Returned from being elsewhere to find traffic had dropped.
root@router:~# date ; logread -e udhcpc
Wed Jun 25 17:27:02 EDT 2025
Wed Jun 25 16:03:58 2025 daemon.notice netifd: wan (2786): udhcpc: sending renew to server 173.79.139.1
Wed Jun 25 16:03:58 2025 daemon.notice netifd: wan (2786): udhcpc: lease of 173.79.139.33 obtained from 173.79.139.1, lease time 7200
Wed Jun 25 17:03:58 2025 daemon.notice netifd: wan (2786): udhcpc: sending renew to server 173.79.139.1
and another a few hours later, just before I posted this.
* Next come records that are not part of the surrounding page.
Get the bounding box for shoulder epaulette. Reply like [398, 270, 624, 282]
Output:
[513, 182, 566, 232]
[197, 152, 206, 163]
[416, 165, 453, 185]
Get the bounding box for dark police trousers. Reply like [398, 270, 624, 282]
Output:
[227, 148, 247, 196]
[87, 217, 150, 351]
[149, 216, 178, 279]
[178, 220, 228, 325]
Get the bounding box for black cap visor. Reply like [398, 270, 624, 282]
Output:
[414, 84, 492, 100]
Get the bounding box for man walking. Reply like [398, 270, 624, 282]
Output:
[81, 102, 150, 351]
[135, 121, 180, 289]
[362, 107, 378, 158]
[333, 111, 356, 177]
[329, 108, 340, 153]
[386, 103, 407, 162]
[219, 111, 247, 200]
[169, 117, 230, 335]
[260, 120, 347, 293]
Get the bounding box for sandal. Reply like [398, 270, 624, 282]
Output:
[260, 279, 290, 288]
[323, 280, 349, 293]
root@router:~# date ; logread -e udhcpc
Wed Jun 25 19:41:28 EDT 2025
Wed Jun 25 15:37:25 2025 daemon.notice netifd: wan (2790): udhcpc: started, v1.36.1
Wed Jun 25 15:37:27 2025 daemon.notice netifd: wan (2790): udhcpc: broadcasting discover
Wed Jun 25 15:37:27 2025 daemon.notice netifd: wan (2790): udhcpc: broadcasting select for 173.79.139.33, server 173.79.139.1
Wed Jun 25 15:37:27 2025 daemon.notice netifd: wan (2790): udhcpc: lease of 173.79.139.33 obtained from 173.79.139.1, lease time 7200
Those timestamps make no sense to me.
root@router:~# uptime
19:44:13 up 4 min, load average: 0.05, 0.31, 0.16
I did not reboot four minutes ago, but WAN access has returned - consistent with a reboot.
Now I think I understand that those log entries were for the then-current lease, probably replayed after the reboot.